[Mesa-dev] [PATCH 0/3] cl workdim v2
Francisco Jerez
currojerez at riseup.net
Tue Sep 2 05:36:44 PDT 2014
Jan Vesely <jan.vesely at rutgers.edu> writes:
> On Sat, 2014-08-16 at 13:13 +0300, Francisco Jerez wrote:
>> Jan Vesely <jan.vesely at rutgers.edu> writes:
>>
>> > On Thu, 2014-08-07 at 16:02 +0300, Francisco Jerez wrote:
>> >> Jan Vesely <jan.vesely at rutgers.edu> writes:
>> >>
>> >> > This respin includes Francisco's approach of providing implicit
>> >> > in the arg vector passed from clover, and Tom's idea of appending
>> >> > implicit args after the kernel args.
>> >> >
>> >>
>> >> Hmmm... Maybe it would make sense to add some sort of versioning
>> >> (e.g. as part of the target triple) to the binary interface between
>> >> clover and the kernel instead, so we can handle this sort of
>> >> non-backwards compatible changes and the compiler back-end and libclc
>> >> have some way to find out whether some specific feature is available and
>> >> e.g. some specific extension should be enabled.
>> >>
>> >> > I assumed it's not safe to modify exec.input, so the input vector is copied
>> >> > before appending work dim.
>> >> >
>> >>
>> >> Why wouldn't it be safe?

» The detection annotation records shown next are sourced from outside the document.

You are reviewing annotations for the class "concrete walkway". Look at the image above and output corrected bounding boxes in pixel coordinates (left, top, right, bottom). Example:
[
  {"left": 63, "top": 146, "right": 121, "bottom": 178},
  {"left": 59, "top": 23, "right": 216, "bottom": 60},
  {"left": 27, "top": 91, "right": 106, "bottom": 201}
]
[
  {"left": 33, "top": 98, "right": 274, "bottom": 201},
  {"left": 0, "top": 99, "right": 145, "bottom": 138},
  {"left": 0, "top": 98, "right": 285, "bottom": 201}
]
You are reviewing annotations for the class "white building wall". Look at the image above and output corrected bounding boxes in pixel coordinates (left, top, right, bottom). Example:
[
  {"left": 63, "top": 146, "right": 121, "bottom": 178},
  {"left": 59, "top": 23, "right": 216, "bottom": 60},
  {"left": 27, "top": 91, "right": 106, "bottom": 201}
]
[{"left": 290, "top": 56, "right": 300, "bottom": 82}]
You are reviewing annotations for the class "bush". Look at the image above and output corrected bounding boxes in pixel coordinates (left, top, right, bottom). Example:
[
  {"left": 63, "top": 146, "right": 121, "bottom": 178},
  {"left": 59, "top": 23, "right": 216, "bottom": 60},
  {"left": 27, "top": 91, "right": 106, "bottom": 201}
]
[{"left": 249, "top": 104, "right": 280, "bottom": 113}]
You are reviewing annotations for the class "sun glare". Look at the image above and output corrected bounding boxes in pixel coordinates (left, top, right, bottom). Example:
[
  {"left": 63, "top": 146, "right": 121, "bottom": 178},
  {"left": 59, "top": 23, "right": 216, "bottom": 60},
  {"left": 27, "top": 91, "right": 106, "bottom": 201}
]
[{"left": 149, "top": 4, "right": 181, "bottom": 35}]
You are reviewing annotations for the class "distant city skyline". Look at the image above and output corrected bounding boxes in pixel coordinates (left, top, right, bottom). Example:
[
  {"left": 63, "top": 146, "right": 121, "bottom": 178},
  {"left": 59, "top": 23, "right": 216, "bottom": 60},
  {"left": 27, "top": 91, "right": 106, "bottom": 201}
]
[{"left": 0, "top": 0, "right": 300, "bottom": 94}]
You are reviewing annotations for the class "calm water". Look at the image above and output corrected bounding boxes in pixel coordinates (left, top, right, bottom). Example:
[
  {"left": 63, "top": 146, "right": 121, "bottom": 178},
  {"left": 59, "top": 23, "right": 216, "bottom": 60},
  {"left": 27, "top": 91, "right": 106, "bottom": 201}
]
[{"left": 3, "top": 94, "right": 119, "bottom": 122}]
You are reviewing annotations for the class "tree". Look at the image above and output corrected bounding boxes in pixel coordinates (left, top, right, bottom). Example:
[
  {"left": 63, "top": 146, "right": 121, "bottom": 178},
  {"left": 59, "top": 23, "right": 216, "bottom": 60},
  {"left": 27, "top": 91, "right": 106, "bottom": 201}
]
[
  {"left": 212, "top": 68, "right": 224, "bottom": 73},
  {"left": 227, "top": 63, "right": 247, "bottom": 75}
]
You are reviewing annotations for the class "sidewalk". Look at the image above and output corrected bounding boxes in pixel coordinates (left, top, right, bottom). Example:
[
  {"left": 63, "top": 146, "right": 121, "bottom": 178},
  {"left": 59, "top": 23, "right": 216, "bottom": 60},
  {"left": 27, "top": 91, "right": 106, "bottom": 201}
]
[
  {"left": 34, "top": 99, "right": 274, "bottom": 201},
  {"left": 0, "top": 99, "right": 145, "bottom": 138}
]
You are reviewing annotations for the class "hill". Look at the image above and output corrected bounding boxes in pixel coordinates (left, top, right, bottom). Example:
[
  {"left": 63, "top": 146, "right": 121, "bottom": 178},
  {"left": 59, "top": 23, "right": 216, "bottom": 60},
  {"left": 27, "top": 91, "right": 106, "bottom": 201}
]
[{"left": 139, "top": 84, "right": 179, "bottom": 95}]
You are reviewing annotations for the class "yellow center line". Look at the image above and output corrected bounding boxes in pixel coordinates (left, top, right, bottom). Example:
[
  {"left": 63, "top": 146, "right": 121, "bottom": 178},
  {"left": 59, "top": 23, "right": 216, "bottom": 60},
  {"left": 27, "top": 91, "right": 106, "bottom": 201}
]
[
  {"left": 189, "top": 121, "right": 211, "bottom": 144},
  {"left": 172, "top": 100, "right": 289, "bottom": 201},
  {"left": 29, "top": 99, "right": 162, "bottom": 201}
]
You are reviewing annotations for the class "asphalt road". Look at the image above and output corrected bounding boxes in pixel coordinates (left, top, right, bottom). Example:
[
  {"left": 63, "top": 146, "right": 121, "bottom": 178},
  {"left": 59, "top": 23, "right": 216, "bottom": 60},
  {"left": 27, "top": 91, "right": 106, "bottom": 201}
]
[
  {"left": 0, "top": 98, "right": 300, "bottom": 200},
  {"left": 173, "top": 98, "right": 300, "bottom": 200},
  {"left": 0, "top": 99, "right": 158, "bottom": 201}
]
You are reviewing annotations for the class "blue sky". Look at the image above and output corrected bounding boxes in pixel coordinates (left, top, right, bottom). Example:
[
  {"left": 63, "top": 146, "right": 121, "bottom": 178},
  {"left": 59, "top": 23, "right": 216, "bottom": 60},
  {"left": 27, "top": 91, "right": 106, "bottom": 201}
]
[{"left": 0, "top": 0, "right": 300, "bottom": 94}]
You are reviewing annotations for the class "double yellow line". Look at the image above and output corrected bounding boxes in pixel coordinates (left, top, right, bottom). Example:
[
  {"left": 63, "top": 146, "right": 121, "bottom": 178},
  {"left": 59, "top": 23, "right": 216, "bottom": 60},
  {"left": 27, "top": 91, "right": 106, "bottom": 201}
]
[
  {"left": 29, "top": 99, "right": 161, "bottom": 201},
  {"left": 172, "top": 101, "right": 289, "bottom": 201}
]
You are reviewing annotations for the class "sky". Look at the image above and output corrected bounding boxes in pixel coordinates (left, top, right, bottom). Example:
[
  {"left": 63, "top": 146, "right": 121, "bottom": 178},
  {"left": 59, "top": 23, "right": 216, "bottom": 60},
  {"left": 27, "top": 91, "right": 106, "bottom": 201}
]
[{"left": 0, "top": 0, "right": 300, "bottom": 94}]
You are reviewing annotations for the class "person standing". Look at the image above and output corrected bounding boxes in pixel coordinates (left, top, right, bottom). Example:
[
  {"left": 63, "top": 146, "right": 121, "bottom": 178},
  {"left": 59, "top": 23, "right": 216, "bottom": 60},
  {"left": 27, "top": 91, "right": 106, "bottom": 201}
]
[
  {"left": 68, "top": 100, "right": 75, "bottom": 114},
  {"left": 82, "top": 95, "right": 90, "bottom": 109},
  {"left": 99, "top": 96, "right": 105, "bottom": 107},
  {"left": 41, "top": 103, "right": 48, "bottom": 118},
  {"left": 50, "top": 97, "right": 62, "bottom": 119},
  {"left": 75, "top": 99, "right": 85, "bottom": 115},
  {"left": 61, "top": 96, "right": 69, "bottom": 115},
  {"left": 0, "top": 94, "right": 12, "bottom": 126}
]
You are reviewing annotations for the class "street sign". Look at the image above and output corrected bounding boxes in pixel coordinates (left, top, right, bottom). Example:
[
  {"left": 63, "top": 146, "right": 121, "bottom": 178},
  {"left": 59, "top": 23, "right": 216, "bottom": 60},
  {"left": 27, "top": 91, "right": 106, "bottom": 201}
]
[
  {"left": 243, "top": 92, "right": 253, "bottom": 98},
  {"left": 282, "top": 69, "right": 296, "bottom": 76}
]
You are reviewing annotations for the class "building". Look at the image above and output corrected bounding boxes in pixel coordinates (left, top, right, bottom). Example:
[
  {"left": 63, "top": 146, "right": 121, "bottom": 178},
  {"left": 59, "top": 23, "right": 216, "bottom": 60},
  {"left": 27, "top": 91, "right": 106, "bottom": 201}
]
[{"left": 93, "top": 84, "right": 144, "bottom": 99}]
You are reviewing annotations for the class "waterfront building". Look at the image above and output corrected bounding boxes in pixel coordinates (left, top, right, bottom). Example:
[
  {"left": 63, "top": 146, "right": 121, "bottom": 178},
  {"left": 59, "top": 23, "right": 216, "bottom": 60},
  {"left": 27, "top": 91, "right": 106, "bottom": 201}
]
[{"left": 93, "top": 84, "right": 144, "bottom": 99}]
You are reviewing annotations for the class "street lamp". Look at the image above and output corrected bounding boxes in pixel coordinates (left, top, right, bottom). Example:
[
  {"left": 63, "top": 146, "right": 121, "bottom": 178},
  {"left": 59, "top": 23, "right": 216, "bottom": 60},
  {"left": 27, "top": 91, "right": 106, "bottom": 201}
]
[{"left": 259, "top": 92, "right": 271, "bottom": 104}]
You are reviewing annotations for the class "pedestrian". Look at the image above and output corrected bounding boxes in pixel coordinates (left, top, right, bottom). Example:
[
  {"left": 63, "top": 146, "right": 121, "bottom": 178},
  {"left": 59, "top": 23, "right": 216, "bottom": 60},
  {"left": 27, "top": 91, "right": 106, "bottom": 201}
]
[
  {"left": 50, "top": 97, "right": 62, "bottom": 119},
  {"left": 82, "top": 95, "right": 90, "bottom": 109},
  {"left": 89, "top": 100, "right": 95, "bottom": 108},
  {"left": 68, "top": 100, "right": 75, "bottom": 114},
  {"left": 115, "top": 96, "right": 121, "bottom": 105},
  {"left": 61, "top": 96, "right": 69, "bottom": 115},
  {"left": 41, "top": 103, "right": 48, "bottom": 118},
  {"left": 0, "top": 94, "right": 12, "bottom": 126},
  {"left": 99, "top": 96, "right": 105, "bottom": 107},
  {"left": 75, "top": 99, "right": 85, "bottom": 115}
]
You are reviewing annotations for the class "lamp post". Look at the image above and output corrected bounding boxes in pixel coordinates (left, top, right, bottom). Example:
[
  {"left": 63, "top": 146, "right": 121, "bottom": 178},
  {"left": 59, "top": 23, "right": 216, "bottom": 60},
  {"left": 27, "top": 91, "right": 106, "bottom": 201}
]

You just need to make sure they're appended
>> >> before the compute state is created.
>> >
>> > I thought there might be a problem when called from multiple threads,
>> > but it looks like most of the vars are local to the current call anyway.
>> >
>> > I looked at the code a bit better, and need a bit of help with what the
>> > proffered approach would be.
>> >
>> > exec_context::bind() appends all kernel args to the input vector. If the
>> > implicit args are added before bind() it shifts all other args, which is
>> > not what we want.
>> > if the implicit args are appended after, they are not accounted for in
>> > shader->input_size (and not copied by the driver).
>> >
>> > my current code modifies exec_context::bind() to preserve the content of
>> > input before binding kernel args, and append the old content after the
>> > args are bound.
>> > I have also considered passing and implicit args vector to
>> > exec_context::bind to make the trick more visible.
>> >
>> > Turning workdim into a proper arg in _args does not work either, because
>> > it is not present in module args.
>> >
>> > any thoughts?
>> >
>>
>> I finally had a chance to take a closer look at your series. It looks
>> like you're right: In order to implement my proposal cleanly, implicit
>> arguments would have to be part of the _args array so the compiler would
>> have to include them in the module argument lists with memory layout
>> parameters (e.g. alignment, size) suitable for the hardware, so there's
>> probably little benefit compared to your original approach that includes
>> the number of dimensions as an additional launch_grid() parameter.
>>
>> So we don't have to change it again, can you add another array parameter
>> for the base grid offset? That's another thing we don't pass through
>> the pipe driver API currently and CL requires. The prototype of
>> launch_grid could look like:
>>
>> | void (*launch_grid)(struct pipe_context *context, uint dims,
>> | const uint *block_layout, const uint *grid_layout,
>> | const uint *grid_offset, uint32_t pc,
>> | const void *input);
>>
>> And don't forget to update the docs. :)
>
> Hi,
>
> I wanted to explore the original idea of appending implicit args, since
> launch_grid is driver specific and would need to reimplement the same
> functionality in every driver.
>
> I came up with a solution (see the attached patch). I don't like that
> the implicit arg needs to be set in api function.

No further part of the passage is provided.